Security is paramount these days and visitors to your website want to know their browsing and transmission of data is 100% safe. How do you test this? At Quality SSL Labs of course! It’s time to secure your NGINX install once-and-for-all.

As of today, my blog is running Let’s Encrypt – the absolutely free SSL Certificate authority and my rating is A+ (I’m OK with that!) at Quality SSL Labs. Before with a default install of NGINX and VestaCP my rating was B.

My rating was a B due to the fact I had Weak Diffie-Hellman (and I couldn’t get any higher!) and was susceptible to the Logjam Attack. You can find out more information about Diffie-Hellman and test your website here; after I secured that, I could only get an A, so I modified NGINX more until I got an A+.

It’s time to secure your NGINX install

It’s such an easy task what I’m about to show you, so do it if you want an A+ in SSL.
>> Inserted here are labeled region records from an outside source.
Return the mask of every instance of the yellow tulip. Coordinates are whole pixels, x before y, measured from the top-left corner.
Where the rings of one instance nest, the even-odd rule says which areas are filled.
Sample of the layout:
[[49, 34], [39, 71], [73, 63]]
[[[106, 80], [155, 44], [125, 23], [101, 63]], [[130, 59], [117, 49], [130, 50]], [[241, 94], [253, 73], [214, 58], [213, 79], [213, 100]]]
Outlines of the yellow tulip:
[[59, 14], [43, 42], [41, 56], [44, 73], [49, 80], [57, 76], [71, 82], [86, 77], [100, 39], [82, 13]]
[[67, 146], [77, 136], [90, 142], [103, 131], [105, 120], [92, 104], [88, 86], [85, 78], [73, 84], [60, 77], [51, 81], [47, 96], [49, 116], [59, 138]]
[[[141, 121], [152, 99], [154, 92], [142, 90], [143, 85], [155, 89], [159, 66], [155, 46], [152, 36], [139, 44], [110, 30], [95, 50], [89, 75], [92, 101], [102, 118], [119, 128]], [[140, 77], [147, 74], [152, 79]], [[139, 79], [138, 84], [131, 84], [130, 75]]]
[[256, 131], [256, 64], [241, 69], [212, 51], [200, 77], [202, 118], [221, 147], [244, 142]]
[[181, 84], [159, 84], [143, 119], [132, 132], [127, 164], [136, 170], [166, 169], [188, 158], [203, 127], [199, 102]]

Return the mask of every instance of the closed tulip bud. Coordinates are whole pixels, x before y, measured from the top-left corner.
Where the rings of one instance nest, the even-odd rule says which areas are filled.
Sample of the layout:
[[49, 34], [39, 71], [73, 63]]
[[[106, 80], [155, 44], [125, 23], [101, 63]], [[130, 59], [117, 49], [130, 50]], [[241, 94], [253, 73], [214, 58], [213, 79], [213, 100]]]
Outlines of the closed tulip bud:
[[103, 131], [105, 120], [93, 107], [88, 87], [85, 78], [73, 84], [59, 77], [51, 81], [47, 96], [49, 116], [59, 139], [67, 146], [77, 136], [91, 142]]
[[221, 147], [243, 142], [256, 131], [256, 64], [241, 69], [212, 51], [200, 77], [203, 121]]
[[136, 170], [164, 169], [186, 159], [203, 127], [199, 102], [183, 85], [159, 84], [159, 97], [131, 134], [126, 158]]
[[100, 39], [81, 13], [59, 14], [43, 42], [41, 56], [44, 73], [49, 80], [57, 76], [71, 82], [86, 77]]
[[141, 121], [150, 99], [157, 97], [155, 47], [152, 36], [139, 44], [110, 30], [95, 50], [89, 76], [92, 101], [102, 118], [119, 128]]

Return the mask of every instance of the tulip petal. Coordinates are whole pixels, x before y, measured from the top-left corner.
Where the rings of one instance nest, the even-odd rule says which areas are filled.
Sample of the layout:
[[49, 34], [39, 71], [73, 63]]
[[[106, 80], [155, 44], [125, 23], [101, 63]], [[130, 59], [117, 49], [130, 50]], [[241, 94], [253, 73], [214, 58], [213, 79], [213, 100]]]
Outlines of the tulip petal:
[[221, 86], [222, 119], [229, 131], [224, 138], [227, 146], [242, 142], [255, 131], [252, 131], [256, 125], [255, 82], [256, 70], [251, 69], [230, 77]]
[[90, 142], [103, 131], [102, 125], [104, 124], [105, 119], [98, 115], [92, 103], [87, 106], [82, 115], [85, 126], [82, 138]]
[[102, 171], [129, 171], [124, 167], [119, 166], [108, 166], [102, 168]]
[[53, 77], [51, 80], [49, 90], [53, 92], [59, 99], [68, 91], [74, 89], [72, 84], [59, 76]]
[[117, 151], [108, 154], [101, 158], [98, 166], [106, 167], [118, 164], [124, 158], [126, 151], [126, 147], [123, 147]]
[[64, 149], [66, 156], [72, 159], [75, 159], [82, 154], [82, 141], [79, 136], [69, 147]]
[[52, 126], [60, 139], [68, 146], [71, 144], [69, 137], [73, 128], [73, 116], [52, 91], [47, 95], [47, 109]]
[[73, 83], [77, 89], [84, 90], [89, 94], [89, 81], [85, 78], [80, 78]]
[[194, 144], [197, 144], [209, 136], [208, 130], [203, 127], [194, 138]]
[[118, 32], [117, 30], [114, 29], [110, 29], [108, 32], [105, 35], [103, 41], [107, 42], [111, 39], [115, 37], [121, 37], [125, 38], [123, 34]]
First, you need to fix the Diffie-Hellman issue:

openssl dhparam -out /etc/nginx/dhparams.pem 4096

This places a new file under the NGINX directory: /etc/nginx/dhparams.pem

Open up the file /etc/nginx/nginx.conf. If you’re using VestaCP find the line # SSL PCI Compliance and replace it with the following:

# SSL PCI Compliance
ssl_session_cache shared:SSL:10m;
ssl_protocols TLSv1 TLSv1.1 TLSv1.2;
ssl_prefer_server_ciphers on;
ssl_ciphers 'EECDH+AESGCM:EDH+AESGCM:AES256+EECDH:AES256+EDH';
ssl_dhparam /etc/nginx/dhparams.pem;
ssl_ecdh_curve secp384r1;
ssl_session_tickets off;
ssl_stapling on;
ssl_stapling_verify on;
resolver 8.8.8.8 8.8.4.4 valid=300s;
resolver_timeout 5s;
add_header Strict-Transport-Security "max-age=63072000; includeSubdomains; preload";
add_header X-Frame-Options SAMEORIGIN;
add_header X-Content-Type-Options nosniff;

If you’re not using VestaCP make sure there are no duplicates then paste it into the configuration file.

As you have noticed the default ssl_ciphers above has been changed in the default VestaCP install. The previous install allowed IE6 (that really old browser no one uses anymore) SSL certificates to work. The new  ssl_ciphers I have suggested means IE6 throws a security certificate error. That’s the price we are going to pay.

Let’s see if NGINX says it’s OK

Run this command: service nginx configtest to see if NGINX reports that the “syntax is ok”. If so, go ahead and restart NGINX using service nginx restart.

Test it again

If all goes well, pop over to Quality SSL Labs and test it again. This time you should get an A+.